There was a stalemate between the US and Libya over this issue for most of the 1990s. However, Libya eventually realised it would be in its best long-term interests to be more cooperative, not least because of the prospect of oil revenue from foreign corporations (which were equally interested in resuming business).
Given the political will to compromise, it was necessary to find a mechanism that would permit a trial to proceed that would save Gaddafi's face.
He could not afford to be seen in the Arab world as backing down to the US. Libya insisted that the trial be held outside Scotland; the US and Britain insisted on Scotland's jurisdictional rights.
In the end, a United Nations-brokered compromise enabled the trial to be held at Camp Zeist, a former Nato air base in the Netherlands, which was declared Scottish territory for the duration of the proceedings.
The trial began on May 3, 2000, and in February 2001 the Scottish judges found one of the accused guilty and one innocent.
The Lockerbie precedent is worth exploring for five reasons. First, the Taleban cannot simply hand over Osama bin Laden (or any other suspect on their territory) to the US; there would be too much loss of face in the Islamic world. But they could hand him over to a trial to be conducted on neutral territory under the usual rules of court procedure. Such a trial would oblige the US authorities to provide the evidence of his guilt. If they do not have the evidence, he would be found innocent.
Secondly, such a trial would also be of benefit to President George W. Bush. Military action against Afghanistan is being demanded in some quarters but there are doubts about the value of such an operation.
An aerial attack would not necessarily kill bin Laden. A land-based operation is also risky. The Afghans have beaten all invaders since Alexander the Great. The Soviet defeat in the 1980s contributed to the collapse of the Soviet Union.
Incidentally, Afghanistan, thanks to the Soviet invasion, is one of the world's most heavily mined countries.
On the current rate of clearance, it will not be clear until the year 2200; and so the landmines would also be a risk for military personnel.
Thirdly, there is the danger that if bin Laden were killed in a military operation, he would become a martyr to the cause. There could be, for example, spontaneous rebellions by sympathisers in other countries.

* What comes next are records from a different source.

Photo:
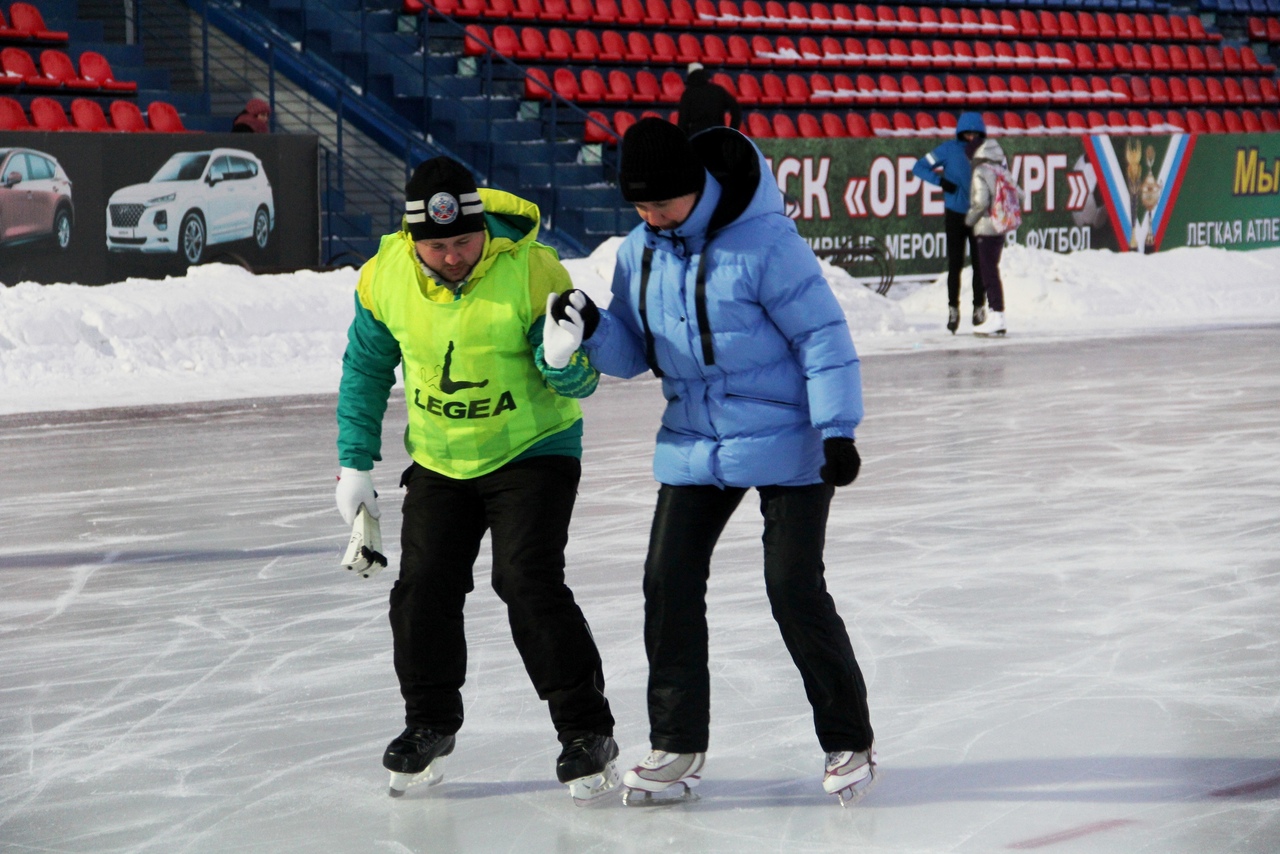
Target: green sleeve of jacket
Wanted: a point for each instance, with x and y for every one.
(368, 375)
(545, 275)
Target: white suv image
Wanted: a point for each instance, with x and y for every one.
(195, 200)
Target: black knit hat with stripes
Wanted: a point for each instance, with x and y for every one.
(658, 163)
(440, 200)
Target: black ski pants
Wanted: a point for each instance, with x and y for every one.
(526, 507)
(960, 236)
(686, 525)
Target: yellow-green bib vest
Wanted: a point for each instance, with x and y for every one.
(475, 397)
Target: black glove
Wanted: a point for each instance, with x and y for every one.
(590, 314)
(842, 461)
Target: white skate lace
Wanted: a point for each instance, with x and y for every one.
(661, 766)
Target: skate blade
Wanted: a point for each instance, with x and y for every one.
(855, 791)
(593, 788)
(679, 793)
(432, 776)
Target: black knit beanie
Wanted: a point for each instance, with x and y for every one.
(658, 163)
(440, 200)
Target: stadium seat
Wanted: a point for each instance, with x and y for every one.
(832, 126)
(758, 126)
(672, 87)
(592, 87)
(164, 118)
(27, 21)
(127, 117)
(613, 46)
(618, 88)
(58, 65)
(17, 62)
(504, 41)
(13, 117)
(48, 114)
(87, 115)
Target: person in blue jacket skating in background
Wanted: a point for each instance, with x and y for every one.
(949, 167)
(718, 295)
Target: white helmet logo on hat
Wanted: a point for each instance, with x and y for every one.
(443, 208)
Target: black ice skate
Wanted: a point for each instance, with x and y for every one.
(416, 756)
(589, 767)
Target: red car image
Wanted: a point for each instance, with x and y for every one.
(35, 199)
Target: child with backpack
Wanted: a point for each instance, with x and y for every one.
(995, 210)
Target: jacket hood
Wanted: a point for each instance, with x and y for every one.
(988, 151)
(739, 168)
(970, 122)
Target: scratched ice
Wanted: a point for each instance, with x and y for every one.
(1060, 571)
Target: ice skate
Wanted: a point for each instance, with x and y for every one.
(849, 775)
(993, 325)
(663, 779)
(589, 767)
(416, 757)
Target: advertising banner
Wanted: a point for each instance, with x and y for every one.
(97, 208)
(859, 205)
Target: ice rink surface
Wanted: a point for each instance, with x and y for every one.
(1060, 569)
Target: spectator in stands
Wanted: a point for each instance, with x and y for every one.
(949, 167)
(255, 118)
(705, 104)
(763, 391)
(988, 160)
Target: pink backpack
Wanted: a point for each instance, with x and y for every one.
(1006, 209)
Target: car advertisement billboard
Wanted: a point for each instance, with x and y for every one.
(859, 204)
(97, 208)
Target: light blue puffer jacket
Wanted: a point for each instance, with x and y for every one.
(762, 368)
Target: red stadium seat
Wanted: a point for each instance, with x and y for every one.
(48, 114)
(13, 117)
(58, 65)
(163, 118)
(27, 21)
(127, 117)
(17, 62)
(758, 126)
(87, 115)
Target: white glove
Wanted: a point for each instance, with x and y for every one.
(562, 338)
(356, 488)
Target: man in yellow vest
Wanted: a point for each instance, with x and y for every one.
(494, 432)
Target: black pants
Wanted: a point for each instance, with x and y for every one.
(958, 237)
(526, 506)
(686, 524)
(987, 259)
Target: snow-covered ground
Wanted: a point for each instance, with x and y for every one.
(1057, 569)
(222, 333)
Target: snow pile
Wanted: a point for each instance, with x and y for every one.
(222, 333)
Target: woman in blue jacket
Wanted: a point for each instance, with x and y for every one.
(947, 167)
(718, 295)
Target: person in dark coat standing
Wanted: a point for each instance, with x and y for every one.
(255, 118)
(949, 167)
(705, 104)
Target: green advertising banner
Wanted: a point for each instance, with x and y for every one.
(859, 205)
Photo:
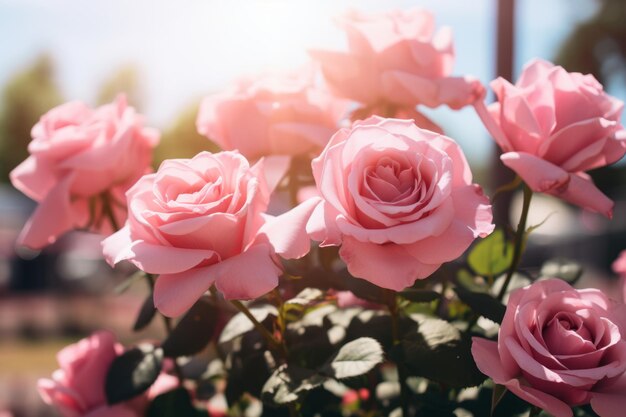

But his appearance in court (like that of Slobodan Milosevic at a Yugoslav war crimes trial) would take some of the gloss off his public standing.
Fourthly, a proper trial would help bring some sense of closure to the next-of-kin and friends of the victims in the US and elsewhere.
If bin Laden were killed without a proper sifting of the evidence, there would always be the doubt as to whether he was truly the guilty person.
Finally, such a trial would be a reaffirmation of the importance of the international rule of law at a time of international lawlessness.
It would help maintain the momentum - seen, for example, with the ad hoc Yugoslav and Rwandan war crimes trials and the progress towards creating a permanent International Criminal Court - to establish better mechanisms for enforcing international criminal law.
Nothing can compensate for the loss of life on September 11. But the deaths could be seen eventually as a monument in the creation of a better world order.
* Dr Keith Suter is a senior fellow of the Global Business Network Australia.